Here are the real concerns with CrossFit:

1\. Incredibly poor quality control across affiliates means that a lot of
instructors are not well trained in teaching how to do mechanically complex
lifts to participants that have never done them before.

2\. Which leads directly to increased rates of injury amongst participants
trying to perform too many reps of the same exercise using too much weight
causing their form to break down because their instructors are not paying
attention to them. The culture of CrossFit exacerbates this by encouraging you
to push yourself beyond your limits...and potentially beyond what is safe.

Now, if you luck out and end up at a good CrossFit gym with good instructors
you might not ever experience these problems. But that's the issue. How do
you, as an untrained athlete that has never done a power clean before,
determine whether or not the instructors at your gym know how to properly
teach them?

------
pedalpete
I'd argue people don't hate CrossFit, they hate CrossFitters.

I don't hate Triathlon, I hate triathletes, I don't hate Apple, I hate
Appholes (or fanbois or whatever you want to call them).

I've done Crossfit for about 8 months, it got me through a 3-day 4 stage
mountain bike race when I hadn't been on a bike in a year. I truly feel there
is no way I would have survived had I not built up my strength and endurance,
and for me, Crossfit was just the ticket for that.

HOWEVER, I am always concerned when people identify so strongly with a
brand/experience and feel the need to push it on everybody they meet. I've
seen triathlon take over a guys life to the point where his wife left him, and
took the kids (I think he may have lost his job too, but it was long ago, and
I can't remember). All because it was so important to him to identify himself
as an IronMan.

I've done Ironman, it was an ok event, far from the hardest thing I've done in
my life, but you know what I couldn't stand about Ironman? The people. People
who spent every waking moment trying to figure out how they could save 30
seconds on their time so that .... well, exactly, there is no point to it. But
they'd go spend hours and hours on end trying to "improve themselves". But
what are they really improving?

Now, Crossfit is a different animal, but for many people, it is still this
addictive "I can be a better Crossfitter, I can be more competitive against
other Crossfitters, I can talk about how much protein vs carbs I take in and
how that affects my..." It's inane, it's boring, it's egotistical.

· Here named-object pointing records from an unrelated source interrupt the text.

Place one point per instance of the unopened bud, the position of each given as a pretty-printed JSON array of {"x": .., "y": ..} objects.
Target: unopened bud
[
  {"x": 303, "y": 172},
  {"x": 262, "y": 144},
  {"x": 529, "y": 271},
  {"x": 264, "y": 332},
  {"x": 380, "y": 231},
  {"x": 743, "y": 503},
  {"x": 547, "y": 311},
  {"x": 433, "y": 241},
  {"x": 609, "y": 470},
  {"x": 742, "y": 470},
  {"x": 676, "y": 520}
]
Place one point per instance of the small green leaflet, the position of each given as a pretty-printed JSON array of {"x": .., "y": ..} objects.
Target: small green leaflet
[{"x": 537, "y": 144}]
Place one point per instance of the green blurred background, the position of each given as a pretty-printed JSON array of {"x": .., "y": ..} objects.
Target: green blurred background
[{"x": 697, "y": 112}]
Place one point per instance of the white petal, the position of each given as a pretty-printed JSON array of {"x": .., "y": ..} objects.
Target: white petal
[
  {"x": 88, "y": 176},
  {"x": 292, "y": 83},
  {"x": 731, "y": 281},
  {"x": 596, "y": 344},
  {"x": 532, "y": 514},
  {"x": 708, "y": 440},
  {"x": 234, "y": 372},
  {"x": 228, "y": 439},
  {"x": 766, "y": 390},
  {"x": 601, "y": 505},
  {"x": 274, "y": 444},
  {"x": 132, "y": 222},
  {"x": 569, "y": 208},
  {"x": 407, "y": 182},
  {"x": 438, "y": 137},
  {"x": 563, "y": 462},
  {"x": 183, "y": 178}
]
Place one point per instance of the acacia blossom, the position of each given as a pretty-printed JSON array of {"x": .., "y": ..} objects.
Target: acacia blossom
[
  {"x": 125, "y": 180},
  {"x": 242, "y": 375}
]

Did you regularly talk about how much you were lifting at the gym before? How
many reps you could eke out at x amount of weight. If you did, that was pretty
damn boring too!

There are lots of interesting things in the world, your gym habit isn't one of
them.

So, put down the ego, and build something, this is HackerNews, not... well,
something that none of us care about.

------
mynewwork
Videos like this are why people dislike crossfit:
[http://www.youtube.com/watch?v=M8up6A4QesU](http://www.youtube.com/watch?v=M8up6A4QesU)

Crossfit is just a very successful gimmick, but unlike the fad diets that are
unlikely to cause harm, crossfit is likely to cause inexperienced people
serious injury. The cult-like devotion they build in their participants, mixed
with the bro-science they preach just adds fuel to the fire.

------
snowwrestler
The essential defense here is that Crossfit is just a workout, so there
shouldn't be anything to hate. Which raises the question, if it's just a
workout, why does it need hundreds of words defending it?

------
zmonkeyz
Because they had a bad experience. It's as simple as that.